Sunny Days in Heaven
Spiritual/Political/Philosophical Blog on the Nature of Truth and Falsehood and Heaven


Saturday, April 30, 2005  

The English are peculiar

Time and again, in my years as a young Brit roaming the world rather aimlessly, I found myself thinking, of some nation or other: "Boy, these people have a long way to go! But why do they hate us Brits so much? And why don't I care?" John Derbyshire



Whe I lived in Crete for a few months in 1984 with my wife I met a lot of young English people (and other Europeans). The English I met were generally working class whom you'd think would have no pretensions of class or arrogance, but I found that, universally, they treated the Greeks like servants, and the tourist spots like an extension of England. They acted as if wherever they were, it was England, and treated natives like they were foreigners in their own country.

No wonder the British are despised everywhere they go, I thought. And yes, I noticed that they didn't care a whit if they were. They couldn't even deign to notice. It was beneathe them to think that anyone else (the natives) even mattered.

You can't even call them arrogant because they had this inbred sense that even though they were low class, on the dole, ignorant louts or low wage clerks or shop girls and boys -- they were naturally better than anyone else who wasn't English.

They didn't say it so much as it leaked out of them. The kind of obtuse superiority they had was rather amusing and charming in one way, it was funny to watch them being English, but it was also incredibly boorish at other times, for they had not the slightest curiosity or respect for other peoples. It's what makes the English so insufferable and more so because they don't care if they are insufferable to others. They certainly are the same way to each other which is how it gets inbred on down the pecking order.

People say American tourists are arrogant, but I never saw that and never was it.

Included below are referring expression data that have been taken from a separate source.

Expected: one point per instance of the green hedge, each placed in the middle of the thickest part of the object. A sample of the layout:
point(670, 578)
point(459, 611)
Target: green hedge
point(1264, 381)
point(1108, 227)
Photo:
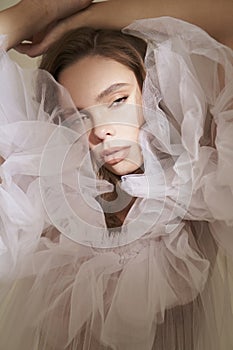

Now, it may be that every culture assumes it is more "natural" than another, but I have to say that I haven't met any English who I would have said were "natural" people. I've met Dutch, Germans, Scandinavians, Americans, Greeks, and many other kinds of people who were what I'd call natural in manner, open and unreserved, warm and engaging in the best sense of "real", but with the English, no matter how attractive (and the English have incredibly beautiful people in great numbers) they always seems barbed to me; ready to deflate your spirit if you were ever feeling pretty good about life or self.

Ther are, of course, humble, sincere, and decent Brits and I've met a few of those, too. I'm just waxing upon the sense of the culture I got from the numbers I met in Crete.